Erdogan can contest the result in the event of a close election result
Observers fear that Erdogan, who now wields more power than ever, may try to contest the outcome of the upcoming elections. Some also justify concern that his party has annulled the result of the Istanbul municipal elections in 2019 after the opposition won.
Erdogan became prime minister in 2003, and has been president since 2014. Since the introduction of the presidential system five years ago, he has largely managed to rule without a parliament. Critics fear the country of some 85 million people could slide entirely into authoritarian rule if Erdogan wins again.

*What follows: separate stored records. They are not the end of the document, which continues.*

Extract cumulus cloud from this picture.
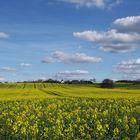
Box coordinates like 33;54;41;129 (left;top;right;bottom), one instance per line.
57;0;122;8
114;58;140;78
73;16;140;53
0;32;9;39
0;67;16;72
42;51;102;63
20;63;32;67
0;77;6;82
56;70;89;79
113;16;140;33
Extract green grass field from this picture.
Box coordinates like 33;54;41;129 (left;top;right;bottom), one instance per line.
0;83;140;100
0;83;140;140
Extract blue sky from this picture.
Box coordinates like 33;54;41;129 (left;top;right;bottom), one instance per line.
0;0;140;81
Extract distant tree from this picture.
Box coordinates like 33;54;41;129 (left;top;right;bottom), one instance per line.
101;79;114;88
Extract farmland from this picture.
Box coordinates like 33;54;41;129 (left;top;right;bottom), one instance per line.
0;83;140;140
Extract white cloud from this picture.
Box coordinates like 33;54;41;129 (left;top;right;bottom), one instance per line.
73;16;140;53
114;58;140;78
0;32;9;39
0;67;16;72
42;51;102;63
113;16;140;33
57;0;122;8
0;77;6;82
56;70;89;79
20;63;32;67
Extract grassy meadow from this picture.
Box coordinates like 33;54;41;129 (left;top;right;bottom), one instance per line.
0;83;140;140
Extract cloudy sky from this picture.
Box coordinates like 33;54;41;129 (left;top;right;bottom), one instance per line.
0;0;140;81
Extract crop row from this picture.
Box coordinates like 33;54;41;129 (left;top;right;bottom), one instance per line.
0;98;140;140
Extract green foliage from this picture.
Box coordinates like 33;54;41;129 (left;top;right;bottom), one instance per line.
0;98;140;140
0;83;140;140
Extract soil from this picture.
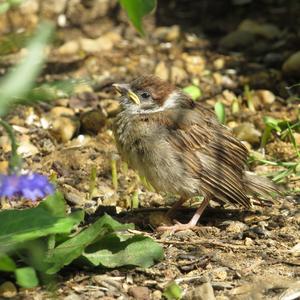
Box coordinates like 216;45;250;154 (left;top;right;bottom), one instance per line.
0;0;300;300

Kemal Kilicdaroglu challenges the incumbent in the elections. He is the head of the Social Democratic Republican People’s Party, a broad coalition of six parties, and wants to return to the parliamentary system. Erdogan warned that Kilicdaroglu’s victory would threaten Turkey’s Islamic and family values as well as relations with Russia. He accused Western politicians, including US President Joe Biden, of wanting to remove him from office.
Meanwhile, opposition leader Kilicdaroglu pleaded with his supporters not to take their eyes off the polls. “Never give up and never leave your post,” he said in a video posted to Twitter. He said there had been threats against election workers, without elaborating. The election campaign has recently reached its climax. Stones were thrown at a popular opposition politician last Sunday, and a number of people were injured.
On the last day before the election, the two rivals symbolically present their different visions of Turkey: Erdogan plans to end his election campaign with prayers in Istanbul’s famous Hagia Sophia. Despite the protests, he converted the monument from a museum into a mosque in 2020. Kilicdaroglu, on the other hand, ended his election campaign by visiting the mausoleum of the founder of the secular republic, Mustafa Kemal Ataturk, in Ankara.